In reality, the browser will use a variable number of pixels (and even device subpixels) to actually render the font or div -- but if you use all "em" measurements, all those sizes will have the same relationship to each other on the final device.

The 16px in the demo comes from the default base font size in the browser, which has 1em = 16px.



You just expanded on my poorly worded question :)

so, yes, it is still all based on a "base pixel value, that is not really a pixel".


Only partly, and not the part that dtagames was speaking of.

There are three families of distance units.

One is absolute length units <https://www.w3.org/TR/css-values-4/#absolute-lengths>. px is the canonical one of these, but it may be anchored to physical measurements (typical in print) or the reference pixel (which in practice is generally approximated by some number of device pixels multiplied by a scaling factor from the operating system).

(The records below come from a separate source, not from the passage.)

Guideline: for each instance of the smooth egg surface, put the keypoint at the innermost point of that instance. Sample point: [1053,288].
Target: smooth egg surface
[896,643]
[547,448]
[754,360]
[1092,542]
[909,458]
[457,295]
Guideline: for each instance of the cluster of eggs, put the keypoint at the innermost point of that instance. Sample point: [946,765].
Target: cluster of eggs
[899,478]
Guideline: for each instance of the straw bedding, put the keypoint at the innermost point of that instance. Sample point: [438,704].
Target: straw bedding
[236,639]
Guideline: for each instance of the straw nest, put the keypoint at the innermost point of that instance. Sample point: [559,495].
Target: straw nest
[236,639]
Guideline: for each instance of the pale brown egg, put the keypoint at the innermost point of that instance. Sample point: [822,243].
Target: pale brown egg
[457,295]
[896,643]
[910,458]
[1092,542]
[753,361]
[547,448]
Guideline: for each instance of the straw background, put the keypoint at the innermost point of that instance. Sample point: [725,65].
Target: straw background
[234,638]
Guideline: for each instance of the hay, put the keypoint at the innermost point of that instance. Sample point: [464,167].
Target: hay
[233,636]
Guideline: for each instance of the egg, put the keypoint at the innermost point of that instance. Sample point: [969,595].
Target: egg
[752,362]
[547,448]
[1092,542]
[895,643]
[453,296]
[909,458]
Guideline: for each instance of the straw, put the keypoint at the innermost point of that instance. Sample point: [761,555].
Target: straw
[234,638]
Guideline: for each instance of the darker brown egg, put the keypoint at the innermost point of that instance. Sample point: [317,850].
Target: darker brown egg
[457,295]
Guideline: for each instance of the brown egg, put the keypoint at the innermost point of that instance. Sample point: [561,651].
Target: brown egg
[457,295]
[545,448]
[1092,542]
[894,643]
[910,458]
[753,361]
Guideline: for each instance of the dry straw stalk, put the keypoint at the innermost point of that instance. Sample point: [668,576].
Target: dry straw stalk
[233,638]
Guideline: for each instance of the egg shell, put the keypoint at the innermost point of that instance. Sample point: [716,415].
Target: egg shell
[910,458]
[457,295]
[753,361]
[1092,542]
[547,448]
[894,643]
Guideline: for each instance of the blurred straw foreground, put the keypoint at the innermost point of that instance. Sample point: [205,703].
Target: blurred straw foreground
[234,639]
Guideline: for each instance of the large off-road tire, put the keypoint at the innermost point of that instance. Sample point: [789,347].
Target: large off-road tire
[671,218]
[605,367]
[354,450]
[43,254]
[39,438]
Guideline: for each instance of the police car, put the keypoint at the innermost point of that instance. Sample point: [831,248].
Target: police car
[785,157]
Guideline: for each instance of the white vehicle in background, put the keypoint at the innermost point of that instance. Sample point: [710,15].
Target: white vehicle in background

Then you get viewport-percentage lengths <https://www.w3.org/TR/css-values-4/#viewport-relative-length...>, of which I will not speak, save to note that they’re broken by design so that they’re almost completely useless for layout purposes.

Then you get font-relative lengths <https://www.w3.org/TR/css-values-4/#font-relative-lengths>. The em dtagames speaks of is one of these. The root em, rem, is commonly used as a base, and is most commonly 16px, but it depends on a variety of factors like user preferences, the root font-size, the root font-family, and the root language. It’s very messy and even mildly context-dependent.

Most lengths should generally be font-relative for most perfect compatibility and user-preference-acceptance, but doing this perfectly is harder than it may sound.